Илья Голенищев-Кутузов
«Побег» Осоргина и «Злая вечность» Георгия Пескова (с многообещающим подзаголовком «Мировая трагедия») лишний раз подтверждают, сколь опасно людям, воспитанным в так называемых заветах «реалистической» литературы, пускаться в темные и плохо исследованные области оккультизма. <…>.

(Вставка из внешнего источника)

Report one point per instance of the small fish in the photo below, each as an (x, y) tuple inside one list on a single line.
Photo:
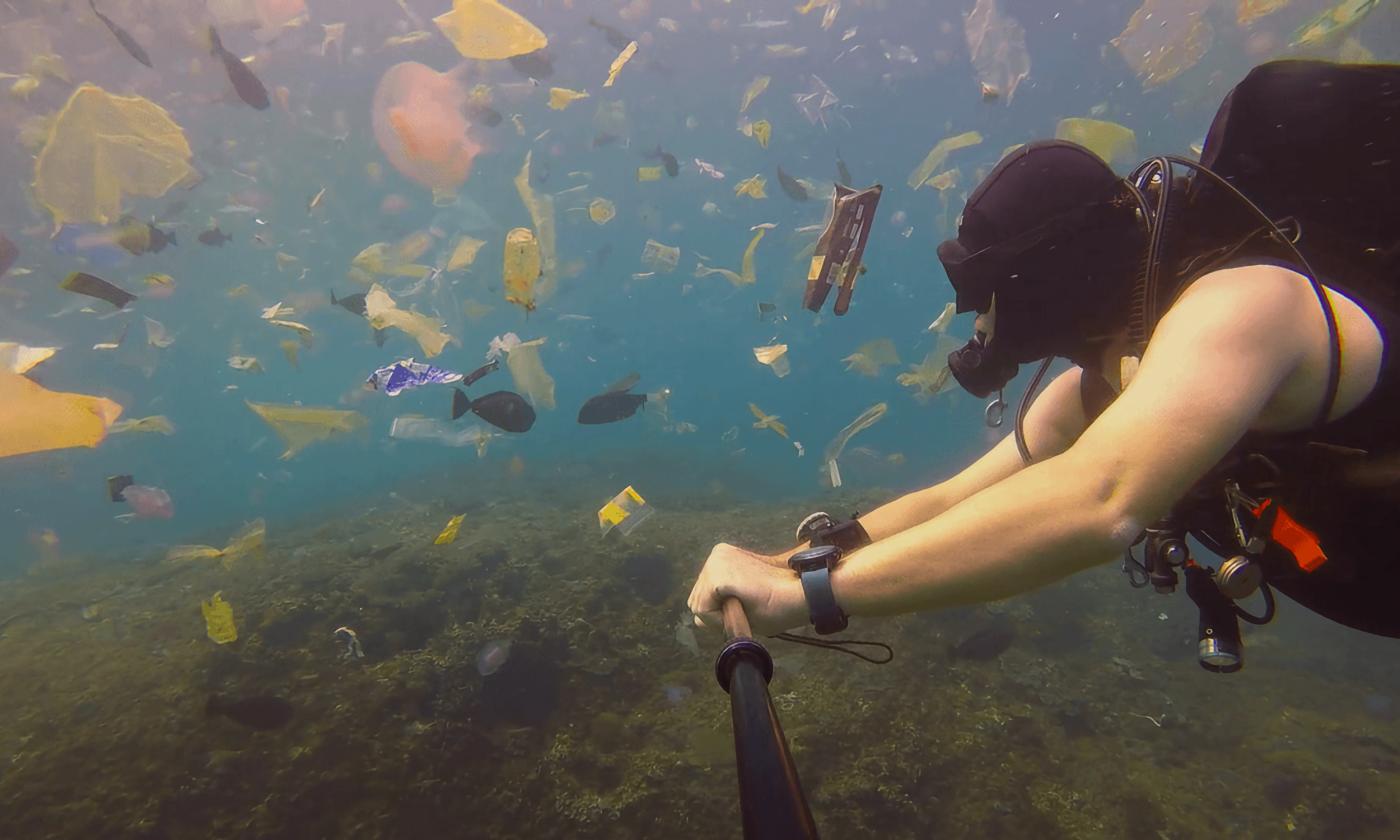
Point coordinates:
[(248, 86), (667, 158), (791, 186), (256, 713), (503, 409), (615, 38), (214, 237), (122, 37)]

Не менее подозрительным кажется нам поползновение Георгия Пескова разрешить судьбу одряхлевшего земного шара. В кратком предисловии к своей профетической повести он просит о снисхождении, признаваясь в том, что тема «сложна и обширна…». Тема действительно сложна и обширна, именно поэтому нет основания для снисхождения к автору. В повести своей Песков знакомит читателя с «Вещим Олегом», русским князем, живущим в глухом провинциальном французском городке и занимающимся на досуге оккультизмом. Женственный облик князя напоминает нам «теософских теток», о которых писал в своих воспоминаниях Андрей Белый, утверждающий, что в мире существует не только Вечно-женское начало, но и «Вечно-теткинское». Князь этот в повести Пескова столь бледен, что автор о нем почти ничего не может сказать, кроме того что он аккуратно стрижет бороду, живет одиноко и в бытность свою в Париже влюбился в восковую куклу в витрине «галереи Лафает» (сюжет заимствован у Гофмана, если не у Петра Потемкина).
Все рассуждения о скорой гибели мира вложены в уста библиотекаря, родственного также гофмановскому книгочею из «Золотого горшка». Подзаголовки: «Второе Зрение», «Трагическое будущее Европы», «Под знаком Венеры», «Плюс и минус Бесконечность» — вызывают лишь нездоровое любопытство. Сведения, которые Песков дает воспаленной любознательности читателя, чрезвычайно скудны, «оккультные источники автора» вряд ли богаты живой водой…
Георгий Песков. Автобиографическая заметка и ответы на анкету «Калифорнийского альманаха»
Автобиографическая заметка
Пишу я с раннего детства, преимущественно в форме коротких рассказов. В это время (5–8 лет) на меня имели влияние Лермонтов (особенно стихотворение «Мцыри» и Гоголь («Вечера на хуторе»). В ранней молодости сильное впечатление произвели некоторые рассказы Тургенева («Рассказ о. Алексея», «Сон»); из иностранных писателей— Э. Поэ и (отчасти) Гюисманс. Со времени революции прекращается почти всякое литературное влияние на мое писание: то, что меня всегда влекло (мистическое восприятие Mipa) и что только изредка встречалось в литературе, стало открываться в жизни. Все мною с того времени написанное является результатом наблюдении этой мистической жизни.